Let me assure all of them that I knew exactly what I was doing. I was one of the many who did the count when we voted to go into the EEC in spite of General de Gaulle. This was a Common Market in order to improve trade without the imposition of taxes. We did not vote for nor did we want a European Empire which is what the EEC has morphed into. If we stay in the EU is there any point in our present Parliament or judiciary as most of our rules and regulations are now apparently made by the EU? Look how much money we would save by not having our own rules.

Sorry once again for the noise of our ancestors rolling in their graves especially those who died saving this country from serfdom.

Len Hales

Cradley Heath

We must make our voices heard now

Our Prime Minister is working under enormous pressure to loyally support the democratic decision of the people of this country, who overwhelmingly voted in an open referendum to leave the European Union.

Sadly, he is being thwarted by the cowardice, bullying, and coercion exhibited by the many vocal traitors who hide under the authority of being an MP – or those in other influential positions – who seek to destroy this country, taking power from the people.

Make no mistake, we are being led like lambs to the slaughter, guided by many disloyal MPs, the biased media, and the barrage of EU propaganda fed to our schools and universities.

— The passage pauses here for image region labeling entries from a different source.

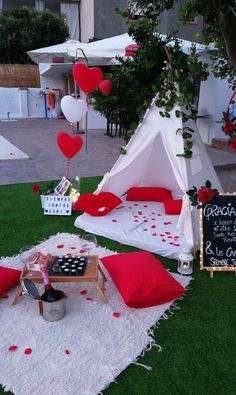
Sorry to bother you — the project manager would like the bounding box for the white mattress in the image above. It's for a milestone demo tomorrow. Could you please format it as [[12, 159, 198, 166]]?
[[74, 198, 189, 259]]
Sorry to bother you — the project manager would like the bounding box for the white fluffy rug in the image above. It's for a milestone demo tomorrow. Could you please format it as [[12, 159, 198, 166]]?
[[0, 233, 191, 395]]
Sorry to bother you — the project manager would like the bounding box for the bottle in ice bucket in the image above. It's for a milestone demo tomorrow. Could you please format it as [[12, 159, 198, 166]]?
[[40, 265, 62, 302]]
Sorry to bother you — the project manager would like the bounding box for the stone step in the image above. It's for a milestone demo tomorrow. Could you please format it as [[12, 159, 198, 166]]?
[[211, 139, 235, 152]]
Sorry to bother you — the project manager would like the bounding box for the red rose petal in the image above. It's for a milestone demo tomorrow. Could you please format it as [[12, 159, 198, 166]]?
[[8, 346, 18, 351], [112, 311, 120, 318]]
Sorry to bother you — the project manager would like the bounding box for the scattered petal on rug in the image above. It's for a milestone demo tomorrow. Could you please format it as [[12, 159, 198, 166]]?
[[0, 233, 191, 395]]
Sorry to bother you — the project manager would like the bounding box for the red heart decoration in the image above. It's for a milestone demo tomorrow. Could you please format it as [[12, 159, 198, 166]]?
[[57, 132, 83, 159], [73, 192, 122, 217], [72, 63, 103, 93], [112, 311, 120, 318], [98, 80, 112, 95]]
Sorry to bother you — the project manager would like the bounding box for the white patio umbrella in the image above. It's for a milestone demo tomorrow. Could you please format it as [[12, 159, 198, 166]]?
[[27, 33, 135, 66]]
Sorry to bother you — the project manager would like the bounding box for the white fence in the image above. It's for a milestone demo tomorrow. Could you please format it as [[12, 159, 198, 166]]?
[[0, 88, 46, 119]]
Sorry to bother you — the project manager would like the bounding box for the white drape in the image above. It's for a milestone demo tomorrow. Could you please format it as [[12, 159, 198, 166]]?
[[60, 3, 80, 40]]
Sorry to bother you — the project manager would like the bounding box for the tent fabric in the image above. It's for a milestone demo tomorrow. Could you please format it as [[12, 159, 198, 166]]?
[[75, 196, 191, 259], [75, 99, 222, 256]]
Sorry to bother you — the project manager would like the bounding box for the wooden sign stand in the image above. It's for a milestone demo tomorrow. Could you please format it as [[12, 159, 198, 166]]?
[[200, 192, 236, 278]]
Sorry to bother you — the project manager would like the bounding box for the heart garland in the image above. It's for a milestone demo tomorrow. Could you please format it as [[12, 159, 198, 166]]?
[[57, 132, 83, 178]]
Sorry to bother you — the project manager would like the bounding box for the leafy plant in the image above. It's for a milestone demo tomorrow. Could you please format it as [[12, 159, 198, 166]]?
[[186, 180, 219, 209], [91, 15, 208, 158]]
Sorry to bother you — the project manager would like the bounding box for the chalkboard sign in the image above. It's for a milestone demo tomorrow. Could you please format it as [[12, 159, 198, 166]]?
[[200, 193, 236, 275]]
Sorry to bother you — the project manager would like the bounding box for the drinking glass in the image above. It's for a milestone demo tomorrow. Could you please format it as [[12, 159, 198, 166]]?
[[82, 233, 97, 263], [20, 246, 38, 269]]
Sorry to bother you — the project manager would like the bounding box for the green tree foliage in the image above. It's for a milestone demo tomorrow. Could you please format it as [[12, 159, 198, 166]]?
[[91, 13, 208, 157], [129, 0, 236, 82], [91, 20, 166, 129], [0, 7, 69, 64]]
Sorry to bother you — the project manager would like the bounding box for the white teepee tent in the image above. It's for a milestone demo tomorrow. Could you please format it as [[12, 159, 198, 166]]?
[[75, 98, 222, 257]]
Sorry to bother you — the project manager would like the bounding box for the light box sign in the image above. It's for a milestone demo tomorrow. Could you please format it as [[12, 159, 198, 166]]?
[[44, 195, 72, 215], [200, 193, 236, 274]]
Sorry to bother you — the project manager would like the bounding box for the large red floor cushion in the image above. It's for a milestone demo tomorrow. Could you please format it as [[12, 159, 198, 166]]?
[[101, 251, 185, 308], [73, 192, 122, 217], [0, 266, 21, 295], [126, 187, 172, 202]]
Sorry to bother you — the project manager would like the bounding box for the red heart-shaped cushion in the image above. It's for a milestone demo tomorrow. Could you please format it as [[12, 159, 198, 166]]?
[[73, 63, 103, 93], [57, 132, 83, 159], [98, 80, 112, 95], [74, 192, 122, 217]]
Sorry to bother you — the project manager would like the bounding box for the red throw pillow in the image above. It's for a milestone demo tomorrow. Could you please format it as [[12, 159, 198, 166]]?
[[164, 199, 182, 215], [126, 187, 172, 202], [0, 266, 21, 295], [101, 251, 185, 308], [74, 192, 122, 217]]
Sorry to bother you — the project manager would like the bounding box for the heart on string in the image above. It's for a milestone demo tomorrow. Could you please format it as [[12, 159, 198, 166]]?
[[61, 95, 87, 123], [72, 63, 103, 93], [98, 80, 112, 95], [57, 132, 83, 159]]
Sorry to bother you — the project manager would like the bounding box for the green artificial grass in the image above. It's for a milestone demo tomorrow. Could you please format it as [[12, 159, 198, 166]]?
[[0, 177, 236, 395]]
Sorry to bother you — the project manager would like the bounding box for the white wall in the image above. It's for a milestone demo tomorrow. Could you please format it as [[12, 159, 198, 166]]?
[[80, 0, 94, 42], [197, 74, 232, 144], [0, 88, 45, 119], [197, 53, 232, 144], [39, 63, 64, 91]]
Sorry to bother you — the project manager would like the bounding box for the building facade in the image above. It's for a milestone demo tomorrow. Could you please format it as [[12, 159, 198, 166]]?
[[0, 0, 202, 42]]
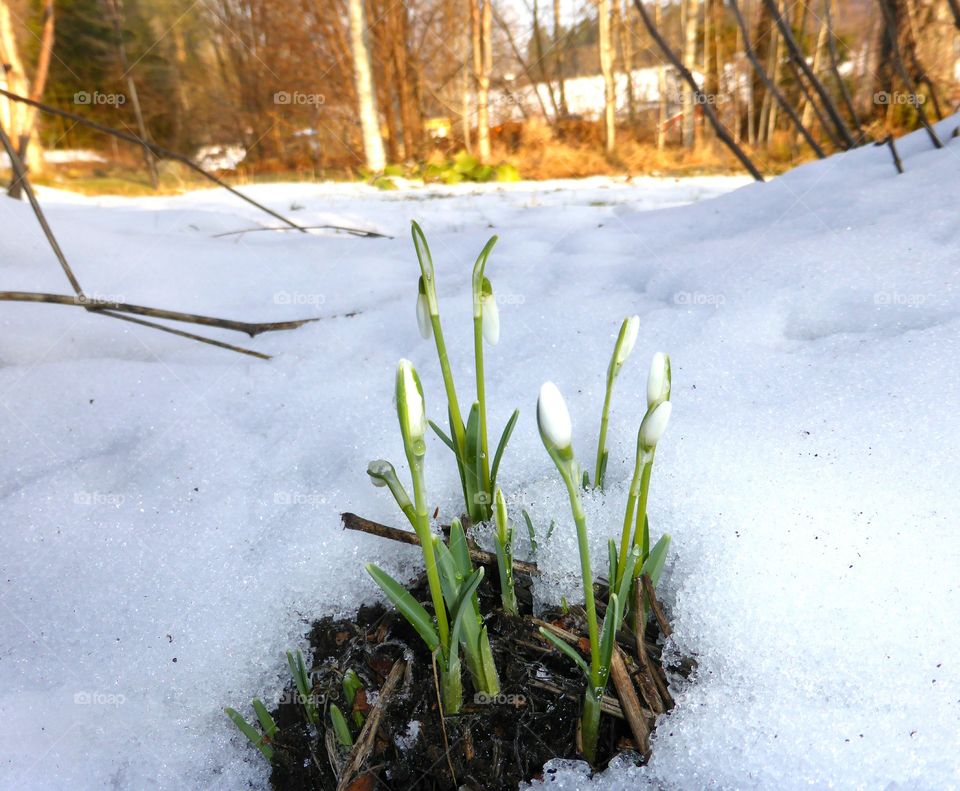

Political correctness has killed free speech, our way of life is under attack, our family values destroyed, and British traits ridiculed or made to look harmful.

The UK indigenous population is being treated like second-class citizens. This was always the aim of the EU, who years ago showed the UK on a map as one of its ‘regions’.

The majority decision to leave the EU in a referendum was clearly the people’s choice in 2016.

Why would anyone wish to change that democratic decision?

There was life before the EU which was quite happy and content. There is no problem dealing with European countries; so why do we have to pay a fortune to be ruled and destroyed by this expensive and destructive dictatorship?

I suspect it is to push us towards the New World Order . . . the utopian way of life that already exists in the Ten Commandments. The difference is that the Commandments do not need wealthy dictators to enforce them.

The threat is great and fast growing – the people have the power to fight back through the ballot box, while they still can.

Brian Seymour

West Midlands

MPs are living in a cocoon

What a spectacle we have witnessed – a case of ‘pot’ and ‘kettle’ with MPs accusing the Prime Minister of being undemocratic when they, themselves, have for three years, ignored democracy after pledging that they would uphold it.

Parliament resumed after the Supreme Court ruled that its prorogation was unlawful. No longer are we the land of the free as Supreme Court seizes control of Brexit and democracy from Parliament.

Now they will no doubt continue, with undiminished zeal, their plots to avoid leaving the EU, regardless of how many more people and businesses will continue to be left in uncertainty. These MPs behave as if they are in a Westminster cocoon and the rest of the country is totally unimportant.

Had they acted on behalf of the country immediately after the referendum result, ignoring their disappointment instead of taking such a petulant stand, a deal could have been reached and, by now, we could have been settling into the new systems.

Instead, we will be subjected to more insults on the lack of intelligence of ‘Leave’ voters, cries from Remainers to be left to accept the plans of unelected managers in the EU and more months of being the laughing stock of the rest of the world.

I have taken part in quite a few general elections and the result has often not been one that pleased me, but I, and the rest of the electorate, accepted the democratic vote and got on with life. Why is it impossible for these self-centred MPs to do the same?